Embrace, Extend, Extinguish is a strategy used by large tech companies to sabotage community-owned technology, which they rightly see as a threat to their ability to control users and dominate resources.

The earliest known use of this concept – described using the inaccurate term "innovate" instead of "extinguish" – is in a 1994 Microsoft (MS) memo regarding efforts to destroy the dominance of Netscape's web browser by "embracing" the web with Microsoft Internet Explorer (MSIE), "extending" web standards using technology that nobody else could support or keep up with, and thereby positioning MSIE as the "leading" browser defining the latest standards that all others had to copy in order to be fully compatible.

MS had previously tried this strategy in hardware when they tried to recapture control of the Personal Computer standard by replacing the then-industry-standard ISA card format with their own proprietary "microchannel" standard. This, fortunately, failed, and ISA was able to continue evolving (through EISA, PCI, etc.) into the standards we use today.

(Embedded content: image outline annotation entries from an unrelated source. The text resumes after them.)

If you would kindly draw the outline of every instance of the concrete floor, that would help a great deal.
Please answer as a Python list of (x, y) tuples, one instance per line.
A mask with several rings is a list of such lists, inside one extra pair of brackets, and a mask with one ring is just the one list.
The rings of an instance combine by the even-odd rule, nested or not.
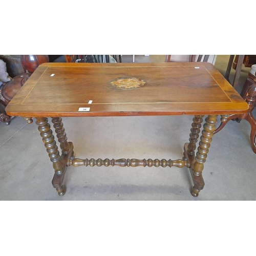
[[(218, 55), (224, 75), (229, 55)], [(136, 55), (135, 62), (163, 62), (165, 55)], [(123, 55), (132, 62), (132, 55)], [(240, 93), (249, 68), (243, 67)], [(234, 71), (231, 71), (232, 80)], [(256, 110), (254, 111), (256, 116)], [(76, 157), (139, 159), (182, 158), (191, 116), (63, 118)], [(15, 117), (0, 123), (1, 200), (255, 200), (256, 155), (247, 121), (229, 122), (213, 139), (203, 171), (205, 186), (190, 195), (189, 170), (118, 166), (69, 167), (58, 196), (51, 184), (54, 171), (37, 125)]]

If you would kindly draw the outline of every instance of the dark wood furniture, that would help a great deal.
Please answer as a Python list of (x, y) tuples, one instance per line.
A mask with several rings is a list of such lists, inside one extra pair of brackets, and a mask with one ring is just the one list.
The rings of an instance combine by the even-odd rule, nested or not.
[[(169, 63), (47, 63), (39, 66), (7, 107), (9, 115), (36, 123), (55, 174), (52, 184), (60, 196), (68, 166), (176, 166), (189, 168), (198, 196), (204, 186), (202, 171), (218, 115), (247, 113), (248, 105), (211, 64)], [(170, 159), (75, 158), (62, 117), (194, 116), (183, 157)], [(199, 143), (204, 115), (205, 123)], [(59, 152), (47, 117), (60, 143)], [(104, 135), (102, 135), (103, 136)]]
[(225, 75), (225, 78), (229, 81), (229, 75), (231, 68), (236, 70), (234, 80), (231, 83), (234, 88), (237, 88), (240, 77), (243, 64), (245, 67), (250, 67), (256, 64), (256, 55), (230, 55)]
[(11, 78), (11, 81), (2, 85), (0, 90), (0, 122), (7, 124), (10, 123), (13, 117), (6, 114), (5, 108), (29, 77), (28, 74), (24, 73)]

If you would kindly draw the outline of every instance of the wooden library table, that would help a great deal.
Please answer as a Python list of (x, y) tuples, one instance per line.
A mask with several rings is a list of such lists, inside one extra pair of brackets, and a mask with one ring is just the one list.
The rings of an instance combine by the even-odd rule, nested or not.
[[(35, 118), (38, 130), (55, 174), (52, 184), (60, 196), (68, 166), (176, 166), (189, 168), (191, 195), (204, 187), (202, 171), (217, 118), (246, 113), (248, 104), (221, 73), (207, 62), (45, 63), (40, 65), (6, 108), (10, 116), (21, 116), (29, 123)], [(194, 116), (180, 159), (75, 158), (68, 142), (62, 117)], [(204, 115), (205, 123), (197, 152)], [(60, 143), (59, 153), (51, 118)], [(102, 134), (102, 136), (105, 135)]]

The battlefield in software, especially with regard to federated protocols, is unfortunately much more vulnerable to this technique:

  • In 2011, Google+ was able to capture the increasing interest in social networks and thereby divert resources and attention away from Diaspora, the first-ever federated social network.
  • Social media companies at first embraced XMPP (an open federated protocol for realtime chat) in the form of GTalk and Facebook Messenger, then later disabled federation after many XMPP users had abandoned open-source XMPP clients for the seemingly-friendlier interfaces offered by Google and Facebook. XMPP still exists, but is a ghost of its former self and an even larger ghost of what it could have been.
  • RSS feeds, which once dominated social media, were effectively killed off by Google's termination of Google Reader. RSS still exists, but is again a shadow of what it was even before Reader.
  • Email is currently under siege, as both Google (Gmail) and especially Microsoft (Outlook) increasingly block or auto-spam messages from independently-operated email servers.
    • Anecdote: I have not been able to send email to outlook.com addresses for a decade or more. For several years, I thought my auldest friend was ghosting me, as I never got back any bounce messages (which is what servers are supposed to do when they reject an incoming message); it was only when I enabled "Delivery status notification" (something that is not supported by many email clients) that I was able to determine that Outlook was in fact silently rejecting them. Further research found that MS does not offer any clear explanation of why they are doing this, much less how to get greenlisted so they will stop. --Woozle

While we don't yet know whether Meta Threads or BlueSky intend to pursue this strategy, it is easy enough to imagine how to apply any or all of the above techniques to the ActivityPub protocol and fediverse – and there is absolutely no reason to think that doing so isn't among their plans.